I'm not a fan of the VW micro-bus "firebombs"....... 

Just my 2 cents

Bob


----------



## 1976Cordoba (Sep 20, 2000)

Well the tjets should have the nicer crown gear like the last run, so I am down for that. Maybe I can get a few chassis when Bud's starts breaking them up.


----------



## hefer (Sep 18, 1999)

I think the Novas are nice. Never have been much for flames on cars. I saw one car, at a show, where the flames looked like real fire that was pretty cool.


----------



## alpink (Aug 22, 2010)

folks dissatisfied with the selection of bodies being made available maybe aren't aware of the quantity of each body coming out of the tooling that is required to get a price that is reasonable and still allows profit for resale. obviously tens of thousands of each body need to be created, some are stored for later detailing and some are sold immediately. consider the many tens of thousands of Willys coupe bodies that Johnny Lightning/Praying Mantis flooded the market with? I think there was at least one issue in each case that came out until Auto World bought out the rights? well maybe not, but YOU get the idea. you get a guy like Dan that creates nice bodies for around $10.00 a pop and someone gives him some grief over a minor discrepency, so he quits rather than listen to such childish criticism! and that is what leads us to a shortage of manufacturers willing to step up, make the huge monetary commitment to such large runs of production to keep the customer base satisfied. 

NUFF SAID!


----------



## Joe65SkylarkGS (Feb 15, 2010)

alpink said:


> folks dissatisfied with the selection of bodies being made available maybe aren't aware of the quantity of each body coming out of the tooling that is required to get a price that is reasonable and still allows profit for resale. obviously tens of thousands of each body need to be created, some are stored for later detailing and some are sold immediately. consider the many tens of thousands of Willys coupe bodies that Johnny Lightning/Praying Mantis flooded the market with?

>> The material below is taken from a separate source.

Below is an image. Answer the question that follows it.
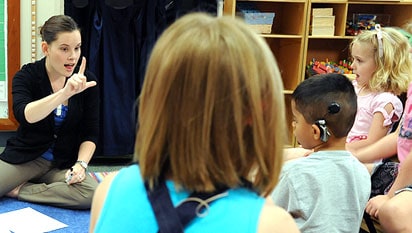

I think there was at least one issue in each case that came out until Auto World bought out the rights? well maybe not, but YOU get the idea. you get a guy like Dan that creates nice bodies for around $10.00 a pop and someone gives him some grief over a minor discrepency, so he quits rather than listen to such childish criticism! and that is what leads us to a shortage of manufacturers willing to step up, make the huge monetary commitment to such large runs of production to keep the customer base satisfied.
> 
> NUFF SAID!


Good post.

Food for thought. You have to support support support. Or we won't have any.


----------



## TUFFONE (Dec 21, 2004)

I get the economics of the matter, but they could mix it up better. The last few T-jet selections are rehashed boredom(for the most part). How about reusing that Ice Cream truck mold a few times? I could even go with different color reissues of the Aurora re-pops once in a while. Flames has been done to death. I used to buy them all, now very few. I'm not going to buy items I don't want to keep the line going to produce more things that I don't want.


----------



## Bubba 123 (Sep 10, 2010)

wheelz63 said:


> hello guys, i got lost for awhile and now i am back at it. here are pictures of the upcoming releases, both will be released at the same time. here they are please give your feedback so everyone can hear your opinions. the first two pics are the t-jet flamers in two colors
> and then there is a 3 car 4-gear set in two colors. cant wait to hear the opinions. lol
> 
> Richard
> wheelz63


hey all,

hopefully, AW w/ make T chassis availiable 4 sale seperately as well.....


love the 4gear 57 (??) wagon/hearse(??)....


the Scooby Van looks great (1 in last frame, orig. color scheme..)


just hope they don't pull the "Batmobile" supper-limited deal......
very disapointed about that.....
but WILL get 1 of each (black & Chrome Black..) when production catches up..

but that's just me....:wave:

Bubba 123


----------